Pulled out some functions for loading and dumping data. This is a precursor to enabling other backends like lmdb or sqlite instead of files. You can then simply provide new functions for this.

pycse.hashcache.dump_data(hsh, data, verbose)

Dump DATA into HSH.

pycse.hashcache.get_hash(func, args, kwargs)

Get a hash for running FUNC(ARGS, KWARGS).

This is the most critical feature of hashcache as it provides a key to store and look up results later. You should think carefully before changing this function, it breaks past caches.

FUNC should be as pure as reasonable. This hash is insensitive to global variables.

The hash is on the function name, bytecode, and a standardized kwargs including defaults. We use bytecode because it is insensitive to things like whitespace, comments, docstrings, and variable name changes that don’t affect results. It is assumed that two functions with the same name and bytecode will evaluate to the same result.

pycse.hashcache.get_hashpath(hsh)

Return path to file for HSH.

pycse.hashcache.get_standardized_args(func, args, kwargs)

Returns a standardized dictionary of kwargs for func(args, kwargs)

This dictionary includes default values, even if they were not called.

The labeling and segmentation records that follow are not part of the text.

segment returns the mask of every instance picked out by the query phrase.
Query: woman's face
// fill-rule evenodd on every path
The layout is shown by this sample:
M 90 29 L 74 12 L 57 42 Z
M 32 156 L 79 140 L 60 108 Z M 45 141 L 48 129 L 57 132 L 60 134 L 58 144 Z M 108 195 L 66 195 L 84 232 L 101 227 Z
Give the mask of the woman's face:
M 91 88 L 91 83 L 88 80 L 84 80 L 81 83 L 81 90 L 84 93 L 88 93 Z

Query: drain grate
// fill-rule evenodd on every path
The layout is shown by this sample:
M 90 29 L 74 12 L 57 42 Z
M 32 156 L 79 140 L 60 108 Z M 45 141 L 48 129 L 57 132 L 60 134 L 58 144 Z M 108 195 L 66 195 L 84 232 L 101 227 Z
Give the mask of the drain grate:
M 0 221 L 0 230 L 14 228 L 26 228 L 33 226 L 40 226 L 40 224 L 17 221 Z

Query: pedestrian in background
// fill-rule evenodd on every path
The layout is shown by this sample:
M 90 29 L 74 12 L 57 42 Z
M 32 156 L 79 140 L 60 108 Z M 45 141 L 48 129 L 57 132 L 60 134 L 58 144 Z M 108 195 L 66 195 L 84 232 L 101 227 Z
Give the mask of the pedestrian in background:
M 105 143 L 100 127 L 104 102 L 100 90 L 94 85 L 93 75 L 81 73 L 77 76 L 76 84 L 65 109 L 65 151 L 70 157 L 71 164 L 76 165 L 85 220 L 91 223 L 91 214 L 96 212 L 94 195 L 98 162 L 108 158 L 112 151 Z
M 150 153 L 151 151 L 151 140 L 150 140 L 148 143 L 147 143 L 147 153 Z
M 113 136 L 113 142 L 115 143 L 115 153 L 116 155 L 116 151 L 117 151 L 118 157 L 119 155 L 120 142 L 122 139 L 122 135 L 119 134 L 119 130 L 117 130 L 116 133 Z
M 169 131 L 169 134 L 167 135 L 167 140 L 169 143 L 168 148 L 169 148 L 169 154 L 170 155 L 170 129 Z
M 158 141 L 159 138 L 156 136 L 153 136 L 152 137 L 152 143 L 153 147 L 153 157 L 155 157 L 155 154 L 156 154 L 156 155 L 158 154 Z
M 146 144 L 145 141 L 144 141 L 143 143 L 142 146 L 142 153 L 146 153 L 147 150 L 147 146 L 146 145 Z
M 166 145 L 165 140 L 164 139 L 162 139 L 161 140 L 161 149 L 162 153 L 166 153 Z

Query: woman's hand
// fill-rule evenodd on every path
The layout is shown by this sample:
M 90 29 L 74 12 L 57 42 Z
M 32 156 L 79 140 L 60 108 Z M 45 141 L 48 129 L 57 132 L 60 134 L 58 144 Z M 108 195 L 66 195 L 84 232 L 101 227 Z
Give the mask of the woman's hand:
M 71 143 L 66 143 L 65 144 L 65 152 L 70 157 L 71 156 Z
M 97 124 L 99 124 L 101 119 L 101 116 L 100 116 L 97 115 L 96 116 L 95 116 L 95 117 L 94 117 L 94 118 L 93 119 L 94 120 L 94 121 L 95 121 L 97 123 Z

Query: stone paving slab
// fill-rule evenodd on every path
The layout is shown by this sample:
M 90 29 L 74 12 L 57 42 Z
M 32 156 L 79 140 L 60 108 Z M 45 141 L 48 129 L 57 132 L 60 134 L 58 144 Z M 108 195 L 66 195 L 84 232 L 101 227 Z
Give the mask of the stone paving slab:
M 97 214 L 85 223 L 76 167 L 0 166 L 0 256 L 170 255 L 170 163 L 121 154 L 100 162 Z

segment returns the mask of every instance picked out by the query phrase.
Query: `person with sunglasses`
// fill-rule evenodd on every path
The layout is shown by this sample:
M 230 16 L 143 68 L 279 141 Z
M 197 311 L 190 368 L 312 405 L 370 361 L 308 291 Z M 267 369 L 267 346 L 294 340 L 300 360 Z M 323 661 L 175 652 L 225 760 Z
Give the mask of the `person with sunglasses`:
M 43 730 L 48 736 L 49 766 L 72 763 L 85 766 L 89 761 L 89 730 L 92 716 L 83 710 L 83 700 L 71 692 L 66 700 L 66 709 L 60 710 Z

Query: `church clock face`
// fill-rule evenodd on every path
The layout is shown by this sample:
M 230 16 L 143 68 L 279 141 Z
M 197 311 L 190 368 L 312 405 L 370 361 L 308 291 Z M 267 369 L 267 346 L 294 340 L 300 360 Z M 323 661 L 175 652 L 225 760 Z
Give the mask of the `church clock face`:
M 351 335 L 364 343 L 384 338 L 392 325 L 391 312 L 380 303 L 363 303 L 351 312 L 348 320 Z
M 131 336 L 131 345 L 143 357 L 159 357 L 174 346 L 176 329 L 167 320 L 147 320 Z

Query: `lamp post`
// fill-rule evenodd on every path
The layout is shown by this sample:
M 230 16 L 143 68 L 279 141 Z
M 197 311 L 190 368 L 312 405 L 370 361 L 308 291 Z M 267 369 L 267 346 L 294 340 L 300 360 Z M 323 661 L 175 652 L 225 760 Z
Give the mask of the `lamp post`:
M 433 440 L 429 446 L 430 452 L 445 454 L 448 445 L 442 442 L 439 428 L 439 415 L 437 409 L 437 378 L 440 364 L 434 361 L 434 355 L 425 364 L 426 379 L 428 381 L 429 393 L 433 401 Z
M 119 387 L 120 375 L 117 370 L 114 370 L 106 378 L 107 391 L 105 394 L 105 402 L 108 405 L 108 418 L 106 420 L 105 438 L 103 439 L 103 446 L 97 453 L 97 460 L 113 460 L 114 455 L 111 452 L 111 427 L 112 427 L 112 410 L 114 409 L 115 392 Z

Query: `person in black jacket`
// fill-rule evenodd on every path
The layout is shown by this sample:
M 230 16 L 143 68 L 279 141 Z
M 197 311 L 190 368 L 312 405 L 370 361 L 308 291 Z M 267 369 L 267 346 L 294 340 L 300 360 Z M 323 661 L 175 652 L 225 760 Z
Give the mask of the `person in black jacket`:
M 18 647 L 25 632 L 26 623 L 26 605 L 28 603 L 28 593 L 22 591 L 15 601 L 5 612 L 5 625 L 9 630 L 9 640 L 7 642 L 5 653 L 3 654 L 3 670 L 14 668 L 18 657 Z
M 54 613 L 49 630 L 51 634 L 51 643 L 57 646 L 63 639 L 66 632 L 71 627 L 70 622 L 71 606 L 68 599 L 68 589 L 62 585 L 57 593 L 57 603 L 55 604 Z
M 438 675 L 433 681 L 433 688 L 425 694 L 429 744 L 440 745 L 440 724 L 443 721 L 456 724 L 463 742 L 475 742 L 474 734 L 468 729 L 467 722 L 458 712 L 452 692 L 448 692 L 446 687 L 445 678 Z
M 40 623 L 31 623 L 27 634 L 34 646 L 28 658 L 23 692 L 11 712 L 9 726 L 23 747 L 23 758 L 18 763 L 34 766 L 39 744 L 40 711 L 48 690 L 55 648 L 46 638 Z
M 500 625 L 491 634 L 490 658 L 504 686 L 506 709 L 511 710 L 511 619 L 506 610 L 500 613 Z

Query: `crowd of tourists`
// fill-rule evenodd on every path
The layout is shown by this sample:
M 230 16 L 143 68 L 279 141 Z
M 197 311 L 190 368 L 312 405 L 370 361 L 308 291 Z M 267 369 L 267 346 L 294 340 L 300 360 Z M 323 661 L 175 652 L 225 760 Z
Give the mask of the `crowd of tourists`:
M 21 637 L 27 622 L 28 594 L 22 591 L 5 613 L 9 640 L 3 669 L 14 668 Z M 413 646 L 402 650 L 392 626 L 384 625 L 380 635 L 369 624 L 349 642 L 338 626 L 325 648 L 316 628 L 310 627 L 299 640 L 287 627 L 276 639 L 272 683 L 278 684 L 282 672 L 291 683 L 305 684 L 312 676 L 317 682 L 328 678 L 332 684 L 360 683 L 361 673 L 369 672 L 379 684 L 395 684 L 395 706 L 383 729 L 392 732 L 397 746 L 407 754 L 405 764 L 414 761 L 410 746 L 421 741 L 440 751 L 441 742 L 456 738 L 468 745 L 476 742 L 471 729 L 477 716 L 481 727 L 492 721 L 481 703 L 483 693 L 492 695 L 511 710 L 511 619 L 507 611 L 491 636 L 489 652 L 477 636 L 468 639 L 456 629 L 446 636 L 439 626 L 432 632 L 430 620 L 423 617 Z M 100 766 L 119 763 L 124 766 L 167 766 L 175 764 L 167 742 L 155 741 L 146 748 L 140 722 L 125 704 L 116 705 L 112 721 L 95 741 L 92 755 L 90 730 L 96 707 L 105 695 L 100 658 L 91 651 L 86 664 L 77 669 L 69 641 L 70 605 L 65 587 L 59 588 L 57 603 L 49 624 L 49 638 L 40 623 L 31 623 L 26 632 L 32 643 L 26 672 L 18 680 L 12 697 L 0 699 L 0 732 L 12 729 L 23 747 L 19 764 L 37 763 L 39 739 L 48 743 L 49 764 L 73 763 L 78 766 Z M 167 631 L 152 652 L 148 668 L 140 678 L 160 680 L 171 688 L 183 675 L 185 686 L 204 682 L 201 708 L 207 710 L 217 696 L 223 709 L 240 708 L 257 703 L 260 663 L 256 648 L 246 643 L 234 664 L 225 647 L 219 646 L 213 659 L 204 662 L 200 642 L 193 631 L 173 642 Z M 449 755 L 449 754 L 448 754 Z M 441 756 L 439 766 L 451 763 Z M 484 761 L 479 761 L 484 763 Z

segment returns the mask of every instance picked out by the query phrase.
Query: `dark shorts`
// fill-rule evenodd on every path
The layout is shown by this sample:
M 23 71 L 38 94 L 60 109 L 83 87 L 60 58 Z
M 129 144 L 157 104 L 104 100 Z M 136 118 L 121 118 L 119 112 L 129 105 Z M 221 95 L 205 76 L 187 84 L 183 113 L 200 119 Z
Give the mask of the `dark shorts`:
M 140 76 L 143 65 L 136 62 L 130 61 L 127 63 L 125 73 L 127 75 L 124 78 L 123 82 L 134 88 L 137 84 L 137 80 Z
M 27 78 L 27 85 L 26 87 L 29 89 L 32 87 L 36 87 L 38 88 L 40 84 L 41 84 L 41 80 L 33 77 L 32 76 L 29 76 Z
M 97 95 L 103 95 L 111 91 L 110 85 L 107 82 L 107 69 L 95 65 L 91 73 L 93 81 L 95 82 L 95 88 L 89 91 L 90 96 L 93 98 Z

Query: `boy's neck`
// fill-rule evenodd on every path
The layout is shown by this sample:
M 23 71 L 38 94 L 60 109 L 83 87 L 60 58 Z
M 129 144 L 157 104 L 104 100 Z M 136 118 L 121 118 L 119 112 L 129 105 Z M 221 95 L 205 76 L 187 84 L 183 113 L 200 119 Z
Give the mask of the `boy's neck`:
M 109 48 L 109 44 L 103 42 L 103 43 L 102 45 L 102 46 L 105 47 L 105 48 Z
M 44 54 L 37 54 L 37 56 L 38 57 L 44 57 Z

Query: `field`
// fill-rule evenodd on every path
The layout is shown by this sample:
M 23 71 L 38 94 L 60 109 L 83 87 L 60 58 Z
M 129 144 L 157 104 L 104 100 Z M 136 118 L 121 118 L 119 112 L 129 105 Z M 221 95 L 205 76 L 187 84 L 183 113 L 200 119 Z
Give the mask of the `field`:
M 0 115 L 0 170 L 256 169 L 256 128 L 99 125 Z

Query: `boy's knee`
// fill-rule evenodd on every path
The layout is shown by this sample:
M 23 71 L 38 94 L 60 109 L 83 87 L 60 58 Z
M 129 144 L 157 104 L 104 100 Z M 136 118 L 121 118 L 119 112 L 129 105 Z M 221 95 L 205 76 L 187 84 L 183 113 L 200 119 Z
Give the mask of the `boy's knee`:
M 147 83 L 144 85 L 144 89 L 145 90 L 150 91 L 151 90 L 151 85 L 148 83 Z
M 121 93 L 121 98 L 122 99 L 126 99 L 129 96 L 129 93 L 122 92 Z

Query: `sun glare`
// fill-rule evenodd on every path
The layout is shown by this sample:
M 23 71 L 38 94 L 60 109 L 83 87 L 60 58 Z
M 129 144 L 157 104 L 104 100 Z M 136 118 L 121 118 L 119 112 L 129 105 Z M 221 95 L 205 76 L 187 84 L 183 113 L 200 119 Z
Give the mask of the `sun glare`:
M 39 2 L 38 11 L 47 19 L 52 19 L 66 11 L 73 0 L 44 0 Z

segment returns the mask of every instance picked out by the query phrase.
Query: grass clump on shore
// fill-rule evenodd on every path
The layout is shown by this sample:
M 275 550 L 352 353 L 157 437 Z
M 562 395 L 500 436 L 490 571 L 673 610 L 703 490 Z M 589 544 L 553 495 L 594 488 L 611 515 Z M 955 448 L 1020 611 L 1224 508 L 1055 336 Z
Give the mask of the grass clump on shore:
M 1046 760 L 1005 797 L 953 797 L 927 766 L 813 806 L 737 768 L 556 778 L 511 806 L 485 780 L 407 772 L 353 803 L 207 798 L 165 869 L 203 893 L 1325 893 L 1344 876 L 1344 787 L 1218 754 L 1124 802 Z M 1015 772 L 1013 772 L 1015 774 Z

pycse.hashcache.hashcache(verbose=False, loader=<function load_data>, dumper=<function dump_data>)

Cache results by hash of the function, arguments and kwargs.

Set hashcache.cache to the directory you want the cache saved in. Default = cache

pycse.hashcache.load_data(hsh, verbose=False)

Load data for HSH.

HSH is a string for the hash associated with the data you want.

Returns success, data. If it succeeds, success with be True. If the data does not exist yet, sucess will be False, and data will be None.